Le livre bleu de Nebo by Manon Steffan Ros

Le livre bleu de Nebo by Manon Steffan Ros

Auteur:Manon Steffan Ros [Ros, Manon Steffan]
La langue: fra
Format: epub
Éditeur: Actes Sud
Publié: 2022-04-07T14:01:32+00:00


DYLAN

Ça fait un moment que je n’ai pas parlé de Pwyll.

Voilà ce qui s’est passé.

Le lièvre a commencé à me faire confiance, mais c’est venu petit à petit, tout doucement. Moi aussi j’ai commencé à lui faire confiance. Au fond de moi, j’avais encore un peu peur de lui, de cette drôle de tête morte qui me fixait tout le temps à l’arrière de son crâne. Mais j’ai lu assez de livres pour savoir que les gens ne sont pas les mêmes à l’intérieur et à l’extérieur.

(Dans le volume 2 des Contes populaires du pays de Galles d’Endaf Hughes, il y a l’histoire de Melangell, la sainte qui sauve un lièvre poursuivi par un chasseur. L’histoire dit que Melangell s’est elle-même changée en lièvre et que son âme est restée enfermée dans le corps gris et bondissant de l’animal. Qui sait, c’est peut-être elle, dans ce lièvre à deux têtes ?) J’ai décidé de ne pas faire attention à ce qui n’allait pas chez lui.

À chaque fois que je venais m’asseoir dans l’abri de jardin, j’apportais un morceau de carotte ou une feuille de chou que je tenais dans ma main en essayant de bouger le moins possible. La première fois, Pwyll ne s’est pas approché d’un pouce, mais la seconde, il s’est faufilé hors de sa cachette derrière les pots de peinture et il est resté assis là, à me regarder. Et puis, doucement, il a fait un pas vers moi, et finalement il a bondi pour prendre la nourriture dans ma main.

Maman n’aurait pas compris, d’autant qu’on a tout juste de quoi manger, sans assez de restes pour nourrir un animal de compagnie.

Je me souviens quand j’ai touché Pwyll pour la première fois.

Il était lisse et doux, et même s’il avait encore peur de moi, il savait que je ne lui ferais pas de mal. Je n’ai pas touché sa deuxième tête, parce que ça aurait été un peu comme toucher une cicatrice. Au bout de quelques semaines, Pwyll montait sur mes genoux pour manger, et après il s’endormait là, bercé par mes caresses sur son dos.

C’est agréable d’avoir quelque chose de petit et de doux à aimer.

Il y a toujours des choses à faire. Des arbres à couper, du débroussaillage, des choses à réparer ou à ranger. Mais chaque jour je prenais une heure pour être avec Pwyll.
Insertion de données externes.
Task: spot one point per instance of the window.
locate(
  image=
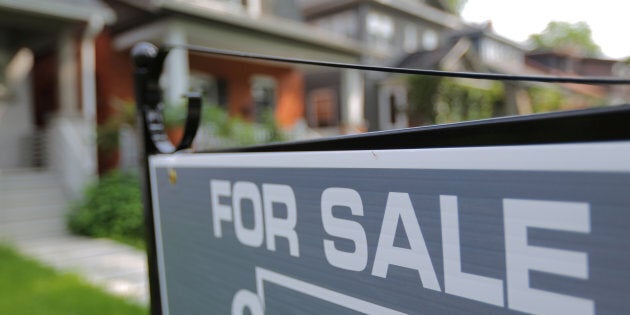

Parfois, quand il s’allongeait d’une certaine façon sur ma poitrine, je sentais son pouls, fragile sous ses côtes.

Un matin froid d’octobre, j’ai emmené Mona le voir. Elle portait son manteau bleu et son bonnet en polaire, et ses cheveux frisaient dans sa nuque.

Elle a regardé Pwyll, et elle a vite agrippé ma jambe. Elle voyait un monstre, pas un petit animal, et tout à coup l’abri semblait trop petit pour nous trois.

– Ne t’inquiète pas, j’ai dit en me mettant à genoux. Il s’appelle Pwyll et il est gentil. Regarde !

J’ai sorti une rondelle de carotte de ma poche. Pwyll s’est avancé à petits pas, il a pris le bout de carotte dans ma main et a commencé à manger.